The obtained results demonstrate the capability of the micro-FIA system to monitor the concentrations of copper. The system automatically conducted measurements every 9 min. The results obtained from both methods were compared, and although slight differences were observed, they were not significant enough to attribute solely to the functionality of our system. Minor errors in dilution could cause these variances to appear, which may have become more pronounced during measurement. The advantages over atomic absorption are that it automatically measures without previous sample pretreatment, no manual sample dilution is required, and the analytical frequency is much higher—thereby minimizing possible dilution errors. Furthermore, the system demonstrates high accuracy and selectivity, as evidenced by the high concordance of results between the two methods.
4. Conclusions
In this work, we developed a modular micro-FIA system using 3D-printed platforms to efficiently monitor high copper concentrations in complex samples with the goal of monitoring a bioleaching process. The system was carefully optimized to allow for the online monitoring of copper over a wide range of concentrations, spanning from 34 to 2000 mg L−1, while maintaining a low detection limit of 9 mg L−1.

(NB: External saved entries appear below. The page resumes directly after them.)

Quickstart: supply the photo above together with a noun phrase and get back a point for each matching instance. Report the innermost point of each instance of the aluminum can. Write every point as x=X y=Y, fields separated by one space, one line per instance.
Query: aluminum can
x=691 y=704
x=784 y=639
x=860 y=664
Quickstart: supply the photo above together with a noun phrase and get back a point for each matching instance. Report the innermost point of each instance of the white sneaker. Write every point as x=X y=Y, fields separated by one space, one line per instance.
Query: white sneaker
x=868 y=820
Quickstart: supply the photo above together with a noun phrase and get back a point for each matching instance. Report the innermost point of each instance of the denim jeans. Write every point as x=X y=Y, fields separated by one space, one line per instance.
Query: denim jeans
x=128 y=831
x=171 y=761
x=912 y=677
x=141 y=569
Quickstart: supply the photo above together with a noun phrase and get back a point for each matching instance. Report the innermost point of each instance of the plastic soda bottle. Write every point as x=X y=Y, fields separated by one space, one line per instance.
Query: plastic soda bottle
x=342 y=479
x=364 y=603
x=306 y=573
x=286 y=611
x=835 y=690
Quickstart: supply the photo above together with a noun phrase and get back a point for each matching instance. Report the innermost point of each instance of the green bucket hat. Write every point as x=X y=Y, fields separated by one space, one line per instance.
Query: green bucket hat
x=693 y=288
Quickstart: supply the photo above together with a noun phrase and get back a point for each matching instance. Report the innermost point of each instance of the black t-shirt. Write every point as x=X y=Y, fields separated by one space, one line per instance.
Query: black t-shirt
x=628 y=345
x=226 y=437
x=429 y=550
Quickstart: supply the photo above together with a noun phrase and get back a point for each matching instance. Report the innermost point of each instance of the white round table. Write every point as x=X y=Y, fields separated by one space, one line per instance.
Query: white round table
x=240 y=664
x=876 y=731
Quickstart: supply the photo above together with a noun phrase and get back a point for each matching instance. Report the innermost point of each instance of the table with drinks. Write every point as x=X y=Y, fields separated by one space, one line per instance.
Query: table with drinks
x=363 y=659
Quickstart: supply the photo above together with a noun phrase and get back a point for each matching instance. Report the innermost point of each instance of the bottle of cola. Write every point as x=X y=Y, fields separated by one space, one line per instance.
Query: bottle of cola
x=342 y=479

Rigorous validation tests were performed to evaluate precision (repeatability and reproducibility), LoD, LoQ, linear response range, accuracy, and applications on real samples. Our results indicate excellent repeatability, with coefficients of variation below Cvh over the entire concentration range and were accuracy consistently close to 100%. In addition, the effectiveness of the system was demonstrated by analyzing four real samples with increasing matrix complexity, obtaining results comparable to those obtained with a reference atomic absorption method, with no significant statistical differences, observed and demonstrating the high selectivity of the method.
Collectively, our findings highlight the numerous benefits that arise from the synergistic integration of miniaturization and continuous flow techniques for the online monitoring of high copper concentrations in complex sample matrices. This innovative approach offers several advantages, including cost reduction through decreased sample and reagent volumes, minimal maintenance requirements, reduced waste disposal, and lower personnel costs. Furthermore, the system’s capability for unattended operation over extended durations enhances its practicality and efficiency to monitor real processes.
Finally, this methodology exhibits adaptability and can be readily tailored to detect various analytes of interest, as demonstrated in previous studies. Subsequently, our future investigations will emphasize evaluating the system’s capacity for the simultaneous detection of multiple analytes and its potential applicability in the comprehensive monitoring of bioleaching bioreactors.